Getting my head around the currency in Costa Rica proved a bit challenging. In Nicaragua, 100 Nicaraguan Córdoba are equal to roughly US$3, whereas 1000 Costa Rican Colones are equal to a little under US$2. It was at that point that I realised that I didn’t know the word for 1000 in Spanish! I had only learnt the numbers to 100, thinking that would be enough.
So when I bought something at the town square, I sheepishly asked how much it was, knowing that I may not understand the answer. The reply was, ‘dos mil’. So two something.. mil must mean 1000, right? I handed the man two 1000 Colones notes hoping that I had guessed correctly. The man took my money and handed me my street food with a smile. I’d gotten a US$3.50 street meal and learned something new! Costa Rica had been great so far.

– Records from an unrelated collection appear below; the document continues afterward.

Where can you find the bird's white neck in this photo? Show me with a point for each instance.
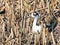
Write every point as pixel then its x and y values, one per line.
pixel 35 21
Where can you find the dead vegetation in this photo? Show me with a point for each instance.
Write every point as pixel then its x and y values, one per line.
pixel 15 28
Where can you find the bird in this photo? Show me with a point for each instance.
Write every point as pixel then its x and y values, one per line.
pixel 35 28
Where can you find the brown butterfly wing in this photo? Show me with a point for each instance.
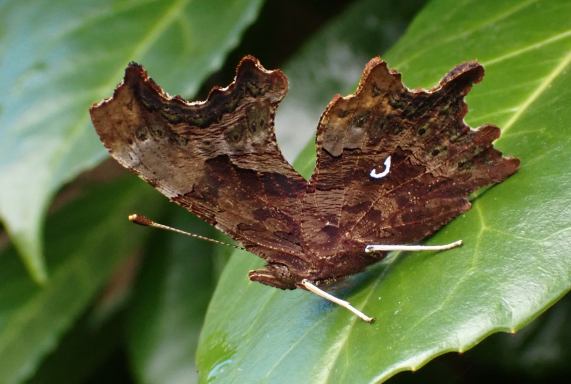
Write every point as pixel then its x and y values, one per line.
pixel 436 162
pixel 218 159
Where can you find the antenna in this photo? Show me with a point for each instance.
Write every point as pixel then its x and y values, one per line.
pixel 146 222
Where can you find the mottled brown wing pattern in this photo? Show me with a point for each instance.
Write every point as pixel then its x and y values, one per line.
pixel 393 165
pixel 217 158
pixel 436 161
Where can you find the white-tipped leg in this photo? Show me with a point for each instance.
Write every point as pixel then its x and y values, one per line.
pixel 345 304
pixel 391 247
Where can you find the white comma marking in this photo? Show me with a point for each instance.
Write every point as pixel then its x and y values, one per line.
pixel 376 175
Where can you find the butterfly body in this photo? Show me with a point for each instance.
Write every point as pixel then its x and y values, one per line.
pixel 219 159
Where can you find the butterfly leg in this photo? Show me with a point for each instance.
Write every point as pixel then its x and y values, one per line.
pixel 345 304
pixel 268 277
pixel 396 247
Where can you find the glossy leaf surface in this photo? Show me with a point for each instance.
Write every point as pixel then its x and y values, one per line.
pixel 515 262
pixel 73 56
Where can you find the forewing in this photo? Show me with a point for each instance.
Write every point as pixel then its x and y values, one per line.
pixel 218 158
pixel 436 161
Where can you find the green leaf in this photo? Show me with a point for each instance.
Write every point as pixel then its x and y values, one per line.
pixel 82 351
pixel 169 304
pixel 57 58
pixel 515 262
pixel 88 241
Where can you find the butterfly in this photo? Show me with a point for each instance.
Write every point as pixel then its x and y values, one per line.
pixel 393 166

Mountain Adventures in Costa Rica – Getting to the Mountains
The next morning I got myself on a bus to the mountains. Sort of. Apparently there were no direct public buses available from Liberia to my destination. So I had to hop on a bus going to San Jose and get off at La Irma. From there I could get a bus onto the mountain town of Monteverde.
I grabbed a snack from the service station at the junction where I’d been dropped off. It seemed to be the only building for miles. I couldn’t see the bus stop that the previous bus driver had promised was there. I tried to ask the staff at the service station where I could catch the bus. As I only had about a week’s experience of speaking Spanish, it didn’t go as well as expected. It turns out that Spanish words spelt similarly to English words have different pronunciations. We all worked it out eventually though.
I made my way across the road to the bus stop, which was a small shelter surrounded by trees. It was barely noticeable from the service station. I started waiting there, not knowing when the bus would arrive. The fact that other people were waiting made me feel a bit more sure about the fact that the bus was running.
Riding with Locals
After about 20 minutes of waiting, I was the only person left at the bus stop. I watched as cars pulled up every few minutes and people waiting got in the cars. I figured it was just an easy place for people to arrange for their lifts to meet them. Then a car stopped and motioned for me to get in. There was a lovely bunch of people in the car eager to know all about me. The language barrier made things a little difficult but the occupants were still super friendly.
They took me a few kilometres up the road, but they needed to turn off the road that went the way I needed to go. By that point, I was only about 3km from Las Juntas, so I decided it was walkable. It wasn’t long before a man in a small red car picked me up and took me the rest of the way to Las Juntas. He dropped me off at the bus station so I could get a bus to Monteverde.
I bought my ticket from a tiny little hole in the wall, which took me a while to locate. The bus wasn’t due to leave for another hour so I walked around the little town of Las Juntas. It was very quiet and very green.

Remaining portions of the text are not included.